Nine years of US presence in Afghanistan: what next?
October 7 will see the 9th anniversary of the beginning of the US bombings over the territory of Afghanistan. I happened to be in the neighboring Pakistan on those days, and therefore I could witness the reaction of the local population to the bombings. No one in Pakistan seemed to be sympathetic with them. Even a young man, a refugee from Afghanistan in Peshawar, who had been brutalized by the Taliban while living in his motherland, said. “Well, I was disobedient, and therefore I was punished. But why are the Americans punishing the Taliban who have never done anything against them?”
The problem at that time seemed black and white. The Taliban allegedly gave refuge to Osama bin Laden and other leaders of what was conceived to be Al-Qaeda. But never at that time or even later did any accusations against the Taliban that they were supporting global terrorism arise. The refuge given to Osama bin Laden (himself a creation of US Special Forces in 1980s) was only due to the Pashtun tradition of never giving away whoever asks for protection.
The next accusation against the Taliban read, “Afghanistan is the centre of global drug trade”.
Yes, it is, and it had been before the Taliban. But that radical Islamist movement was the only force that ever succeeded in bringing the poppy cultivation and opium production to the lowest levels in history. After 2001, when the Americans started their campaign, the opium production swiftly returned to the pre-Taliban level, and very soon exceeded it. Now, as UN reports show, the level has dropped by 50 percent compared to 2009, but it is still several times higher than it was at the Taliban time.
Another claim by the US authorities at the beginning of the campaign read that the campaign will lower the level of terrorist threat in the US and the West in general. Well, just a couple of days ago the US State Department issued a warning for American citizens to avoid visiting such tourist attractions as the Eiffel Tower, the Tower of London, the Alexanderplatz in Berlin, etc. Does it really mean that the terrorist threat has been reduced?
More so, the ‘war against terrorism’ is spreading over the neighboring Pakistan. At present, it is limited to air strikes and drone attacks, but since the Pakistani civilian government seems to be unable to deal with the terrorists in the border regions, the possibility of the involvement of land forces seems more than real. US media have already reported that the concentration of US troops in the Eastern regions of Afghanistan seems to indicate that some kind of operation on Pakistani soil is imminent.

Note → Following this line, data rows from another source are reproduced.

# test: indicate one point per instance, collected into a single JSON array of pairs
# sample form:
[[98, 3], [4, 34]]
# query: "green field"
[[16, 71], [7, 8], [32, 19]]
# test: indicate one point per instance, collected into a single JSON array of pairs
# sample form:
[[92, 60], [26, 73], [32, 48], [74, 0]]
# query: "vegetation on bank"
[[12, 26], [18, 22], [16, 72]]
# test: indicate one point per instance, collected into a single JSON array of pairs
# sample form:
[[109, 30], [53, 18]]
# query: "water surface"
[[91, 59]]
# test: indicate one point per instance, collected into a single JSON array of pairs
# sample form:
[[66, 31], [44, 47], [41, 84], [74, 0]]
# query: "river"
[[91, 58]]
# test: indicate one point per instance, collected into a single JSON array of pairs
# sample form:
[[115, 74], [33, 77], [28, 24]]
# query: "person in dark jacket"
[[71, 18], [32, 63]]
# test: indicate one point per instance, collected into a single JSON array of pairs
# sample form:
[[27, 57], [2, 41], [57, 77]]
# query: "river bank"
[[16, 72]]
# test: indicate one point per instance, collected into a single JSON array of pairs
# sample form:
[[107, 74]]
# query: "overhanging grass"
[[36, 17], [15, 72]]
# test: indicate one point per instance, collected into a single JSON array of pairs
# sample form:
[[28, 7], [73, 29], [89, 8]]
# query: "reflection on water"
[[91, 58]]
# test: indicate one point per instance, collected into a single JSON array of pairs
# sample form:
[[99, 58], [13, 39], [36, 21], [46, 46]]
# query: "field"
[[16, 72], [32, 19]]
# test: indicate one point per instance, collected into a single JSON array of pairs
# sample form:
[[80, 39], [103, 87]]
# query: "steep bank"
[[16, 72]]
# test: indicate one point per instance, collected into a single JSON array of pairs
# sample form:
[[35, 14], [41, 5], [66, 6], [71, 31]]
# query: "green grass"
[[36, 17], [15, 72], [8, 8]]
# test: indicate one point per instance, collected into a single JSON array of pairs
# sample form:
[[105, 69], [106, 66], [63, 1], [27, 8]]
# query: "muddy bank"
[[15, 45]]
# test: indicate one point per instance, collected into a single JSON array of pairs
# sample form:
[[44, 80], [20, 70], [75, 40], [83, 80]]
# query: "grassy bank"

At the same time, the US media have found a personality whom they portray as a ‘real Afghan hero’. This is a 32-year-old Afghan colonel Abdul Razziq from the Afghan border force. Everyone knows that he is a drug dealer, that he presides over a vast corruption network, but no one seems to give any notice to these facts. What makes him attractive in the American eyes is the fact that he is a staunch Taliban opponent, and that the territory under his control has seen the least number of attacks against American forces.
Just yesterday, US President Barack Obama had a telephone conversation with Hamid Karzai. Obama reiterated that despite all difficulties, the US remain committed to the noble cause they pursue in Afghanistan, and the two leaders agreed to align efforts to secure the transition of security responsibilities to Afghan forces by 2014. This appears to be three years later that the previously announced date of US troops’ withdrawal in 2011. But does it really matter? The US has shown its complete impotence in solving any single problem they targeted at the beginning of the campaign. The so called Afghan security forces, loyal to President Karzai while the NATO ISAF is still there, can pretend that they are controlling something in the country, but after the inevitable withdrawal of foreign troops (whether it occurs in 2011 or 2014), nothing will be left of their present bravado.
So, the real question is, are we going to witness another round of the Big Game in Afghanistan, that no foreign superpower succeeded in winning over the last 150 years or more?